Chapter 2 of Thom Baguley's Serious Stars

#science #mathematics #statistics
Yeah. I probably won't be reading this.
What are the chances of that?
I agree it's absurd to talk probability without a sense of what probability distributions are. And so is to imply a definite probability distribution to exist, when nothing supports it.
Indeed, probability distributions are theoretical. But they are pretty good at predicting future events
Any speech of probabilities implies probability distributions. Many people tend to over-generalize from the elementary case of throwing fair dices or coins, where the symmetry determines the probability distribution.
Last month I learned the term "Improper prior" - it's when your probability distribution for your bayesian evaluation starts out with a total sum greater than 1.
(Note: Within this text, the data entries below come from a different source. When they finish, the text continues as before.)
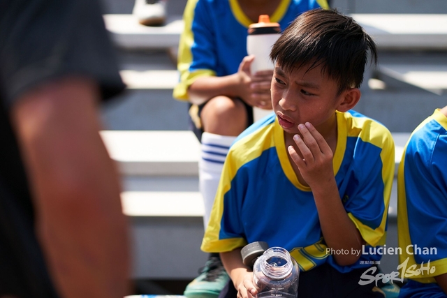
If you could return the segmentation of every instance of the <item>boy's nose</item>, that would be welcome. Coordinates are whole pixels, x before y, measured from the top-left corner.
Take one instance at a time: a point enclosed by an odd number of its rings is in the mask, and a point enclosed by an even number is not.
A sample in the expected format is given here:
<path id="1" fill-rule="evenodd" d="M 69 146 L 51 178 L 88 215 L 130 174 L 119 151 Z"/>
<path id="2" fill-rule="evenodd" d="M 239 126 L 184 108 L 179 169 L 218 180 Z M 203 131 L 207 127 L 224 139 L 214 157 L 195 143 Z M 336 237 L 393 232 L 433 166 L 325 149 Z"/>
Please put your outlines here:
<path id="1" fill-rule="evenodd" d="M 296 103 L 294 100 L 292 100 L 290 96 L 287 96 L 286 94 L 283 96 L 282 98 L 279 100 L 279 106 L 283 110 L 287 110 L 290 111 L 295 111 L 297 109 Z"/>

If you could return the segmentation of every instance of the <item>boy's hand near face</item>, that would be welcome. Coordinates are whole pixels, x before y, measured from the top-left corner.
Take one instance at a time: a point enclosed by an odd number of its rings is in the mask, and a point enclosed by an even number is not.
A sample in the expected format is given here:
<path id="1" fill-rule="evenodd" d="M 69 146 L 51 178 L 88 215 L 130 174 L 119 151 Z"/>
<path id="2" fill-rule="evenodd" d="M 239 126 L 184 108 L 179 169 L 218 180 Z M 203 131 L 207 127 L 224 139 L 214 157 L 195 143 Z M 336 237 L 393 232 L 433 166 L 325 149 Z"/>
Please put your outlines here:
<path id="1" fill-rule="evenodd" d="M 292 146 L 288 148 L 293 162 L 314 194 L 323 237 L 328 247 L 337 249 L 360 250 L 365 243 L 360 232 L 351 221 L 342 203 L 334 177 L 333 153 L 326 140 L 310 124 L 298 126 L 302 137 L 293 137 L 300 153 Z M 341 266 L 356 262 L 359 255 L 334 255 Z"/>
<path id="2" fill-rule="evenodd" d="M 298 129 L 302 137 L 295 135 L 293 140 L 302 158 L 292 146 L 288 148 L 288 153 L 309 186 L 312 189 L 317 186 L 321 187 L 322 184 L 335 179 L 332 167 L 334 154 L 326 140 L 312 124 L 309 122 L 300 124 Z"/>
<path id="3" fill-rule="evenodd" d="M 253 55 L 247 56 L 239 66 L 240 96 L 249 105 L 271 110 L 270 84 L 273 70 L 261 70 L 251 75 L 250 66 L 254 59 Z"/>

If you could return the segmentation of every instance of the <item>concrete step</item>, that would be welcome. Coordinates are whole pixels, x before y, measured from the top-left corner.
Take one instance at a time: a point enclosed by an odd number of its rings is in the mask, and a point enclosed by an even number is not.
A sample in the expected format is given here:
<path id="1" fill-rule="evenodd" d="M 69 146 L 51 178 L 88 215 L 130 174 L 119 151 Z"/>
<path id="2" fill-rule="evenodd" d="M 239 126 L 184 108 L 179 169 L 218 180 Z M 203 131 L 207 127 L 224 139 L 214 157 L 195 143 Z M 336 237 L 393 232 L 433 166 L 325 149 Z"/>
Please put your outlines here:
<path id="1" fill-rule="evenodd" d="M 420 51 L 447 49 L 447 14 L 351 15 L 374 39 L 381 50 Z M 161 27 L 138 23 L 131 14 L 105 15 L 105 27 L 115 44 L 124 49 L 178 46 L 183 30 L 181 15 L 170 16 Z"/>
<path id="2" fill-rule="evenodd" d="M 197 176 L 200 143 L 191 131 L 103 131 L 123 175 Z"/>
<path id="3" fill-rule="evenodd" d="M 198 174 L 200 145 L 191 131 L 103 131 L 101 135 L 122 175 Z M 396 169 L 409 135 L 393 133 Z"/>
<path id="4" fill-rule="evenodd" d="M 104 15 L 105 28 L 112 40 L 124 49 L 154 49 L 177 47 L 183 30 L 181 15 L 169 16 L 166 24 L 147 27 L 138 23 L 131 14 Z"/>
<path id="5" fill-rule="evenodd" d="M 447 14 L 354 13 L 379 50 L 447 49 Z"/>

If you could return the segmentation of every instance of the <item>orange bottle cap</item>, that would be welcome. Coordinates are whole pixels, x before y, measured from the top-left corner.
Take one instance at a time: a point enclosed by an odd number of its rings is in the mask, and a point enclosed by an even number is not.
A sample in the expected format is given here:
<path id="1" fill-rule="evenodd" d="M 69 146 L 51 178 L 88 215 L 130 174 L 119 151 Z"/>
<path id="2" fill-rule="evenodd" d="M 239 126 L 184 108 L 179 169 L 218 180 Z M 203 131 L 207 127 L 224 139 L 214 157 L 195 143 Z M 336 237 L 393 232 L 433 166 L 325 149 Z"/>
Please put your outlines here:
<path id="1" fill-rule="evenodd" d="M 251 24 L 249 28 L 259 28 L 259 27 L 279 27 L 278 23 L 271 23 L 270 17 L 268 15 L 261 15 L 257 23 Z"/>

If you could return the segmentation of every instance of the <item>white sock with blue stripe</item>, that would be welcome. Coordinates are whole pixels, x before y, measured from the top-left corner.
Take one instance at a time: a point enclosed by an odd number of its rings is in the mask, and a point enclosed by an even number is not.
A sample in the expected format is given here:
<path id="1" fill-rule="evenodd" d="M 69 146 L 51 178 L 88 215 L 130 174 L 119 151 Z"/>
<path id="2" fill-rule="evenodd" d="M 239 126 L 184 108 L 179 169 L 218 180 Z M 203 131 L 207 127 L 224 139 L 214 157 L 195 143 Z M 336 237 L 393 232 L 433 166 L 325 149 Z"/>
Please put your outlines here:
<path id="1" fill-rule="evenodd" d="M 203 226 L 206 229 L 214 197 L 221 179 L 224 162 L 230 146 L 236 137 L 203 133 L 201 156 L 198 164 L 199 189 L 203 197 L 205 215 Z"/>

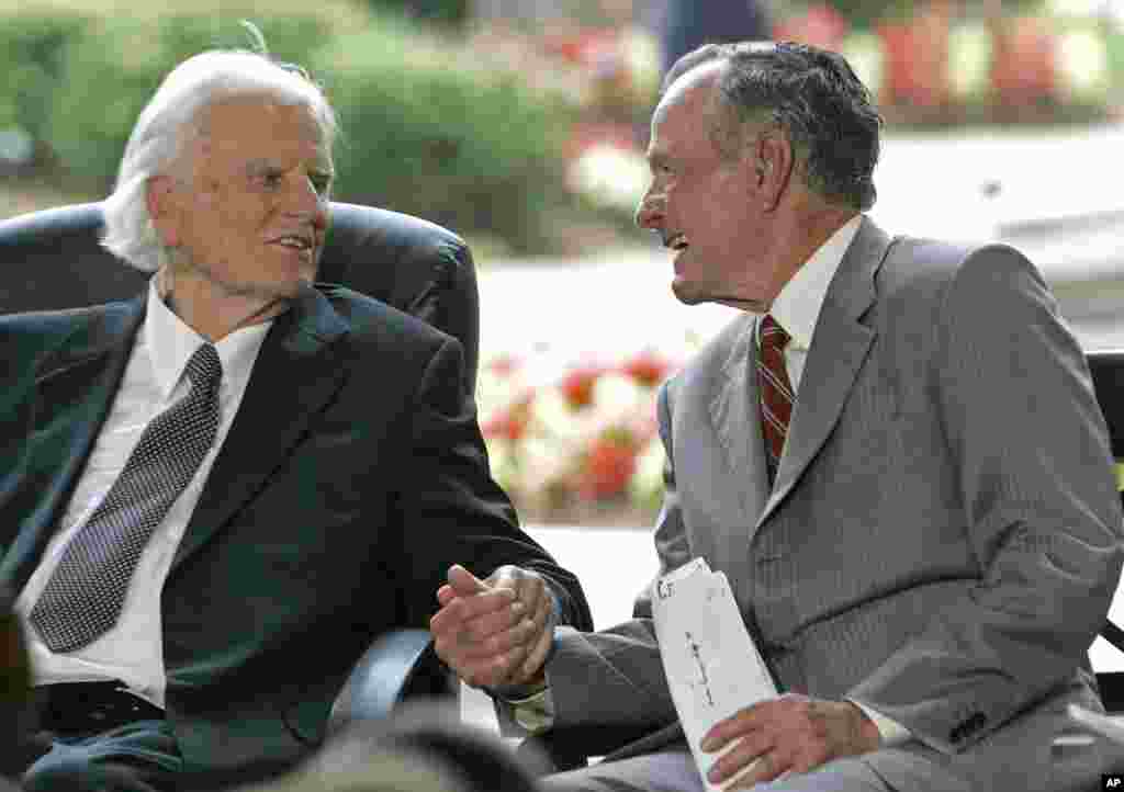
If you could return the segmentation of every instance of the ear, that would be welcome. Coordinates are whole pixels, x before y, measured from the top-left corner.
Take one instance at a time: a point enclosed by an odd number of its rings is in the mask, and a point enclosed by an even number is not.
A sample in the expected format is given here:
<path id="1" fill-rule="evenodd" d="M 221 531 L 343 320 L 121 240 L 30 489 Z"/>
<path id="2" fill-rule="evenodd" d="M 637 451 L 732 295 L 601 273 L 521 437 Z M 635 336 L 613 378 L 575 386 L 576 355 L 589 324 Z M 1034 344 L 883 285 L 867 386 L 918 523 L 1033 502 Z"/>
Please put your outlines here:
<path id="1" fill-rule="evenodd" d="M 176 247 L 180 244 L 175 186 L 175 180 L 166 175 L 149 176 L 145 184 L 148 217 L 152 218 L 156 235 L 167 247 Z"/>
<path id="2" fill-rule="evenodd" d="M 796 156 L 792 145 L 780 130 L 761 135 L 754 143 L 754 167 L 760 189 L 761 208 L 772 211 L 792 180 L 792 166 Z"/>

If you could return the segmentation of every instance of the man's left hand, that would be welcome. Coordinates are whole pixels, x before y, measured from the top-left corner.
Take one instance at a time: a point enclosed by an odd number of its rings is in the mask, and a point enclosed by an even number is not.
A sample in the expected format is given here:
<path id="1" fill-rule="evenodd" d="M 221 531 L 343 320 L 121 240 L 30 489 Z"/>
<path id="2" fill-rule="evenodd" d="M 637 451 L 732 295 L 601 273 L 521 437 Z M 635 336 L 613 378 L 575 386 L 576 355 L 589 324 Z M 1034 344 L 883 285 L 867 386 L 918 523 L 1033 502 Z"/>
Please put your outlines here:
<path id="1" fill-rule="evenodd" d="M 510 593 L 496 600 L 501 591 Z M 542 575 L 507 565 L 481 581 L 454 566 L 437 600 L 442 610 L 429 622 L 437 654 L 461 679 L 483 688 L 542 680 L 558 620 Z"/>
<path id="2" fill-rule="evenodd" d="M 729 789 L 750 789 L 782 773 L 807 773 L 831 759 L 873 750 L 881 736 L 874 722 L 849 701 L 789 693 L 716 723 L 701 747 L 716 753 L 734 740 L 708 777 L 720 784 L 744 772 Z"/>

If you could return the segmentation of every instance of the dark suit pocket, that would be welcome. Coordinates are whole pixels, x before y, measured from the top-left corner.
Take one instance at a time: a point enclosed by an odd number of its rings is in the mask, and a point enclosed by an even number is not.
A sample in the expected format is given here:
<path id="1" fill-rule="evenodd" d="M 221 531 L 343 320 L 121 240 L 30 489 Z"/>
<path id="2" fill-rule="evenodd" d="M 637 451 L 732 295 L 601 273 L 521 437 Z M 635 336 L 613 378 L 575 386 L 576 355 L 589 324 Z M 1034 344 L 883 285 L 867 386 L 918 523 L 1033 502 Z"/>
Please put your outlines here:
<path id="1" fill-rule="evenodd" d="M 317 746 L 324 741 L 334 701 L 334 697 L 327 703 L 323 699 L 305 699 L 290 704 L 281 718 L 298 743 Z"/>

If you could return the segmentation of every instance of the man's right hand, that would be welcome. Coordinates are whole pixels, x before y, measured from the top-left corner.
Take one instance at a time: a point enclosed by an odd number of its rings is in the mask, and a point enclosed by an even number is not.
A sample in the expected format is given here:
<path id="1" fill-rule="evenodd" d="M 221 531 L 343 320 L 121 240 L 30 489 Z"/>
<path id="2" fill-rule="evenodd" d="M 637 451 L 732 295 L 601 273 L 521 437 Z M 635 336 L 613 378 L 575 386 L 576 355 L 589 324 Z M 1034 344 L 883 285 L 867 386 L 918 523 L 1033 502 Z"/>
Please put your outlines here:
<path id="1" fill-rule="evenodd" d="M 544 680 L 542 647 L 553 639 L 553 594 L 536 573 L 501 567 L 482 581 L 453 566 L 437 600 L 442 609 L 429 620 L 434 648 L 464 682 L 505 688 Z"/>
And I guess the risk of doing that might be greater if one doesn't know what probability distributions are? Maybe?

What are the odds?
If the sum is >1 that is a distribution but technically not a probability distribution. It only crossed my mind during our recent conversation that, despite their psychological unlikeliness, bayesian subjective probabilities could charitably be imagined to hide behind people's on the whole manifest abuse of the assumption of the existence of probability distributions in frequentist-form arguments. It works all the better if this bayesian framework of charitable interpretation doesn't require the secretly subjective probability distributions to actually be probability distributions at all.
We have compartmentalized cognition, and poor coordination between competing processes, so if the naughty sub-processes output a distribution with a sum over 1, we don't really seem to have a way to correct that.
Our thinking is very meta, but it's missing the meta-meta-supervision.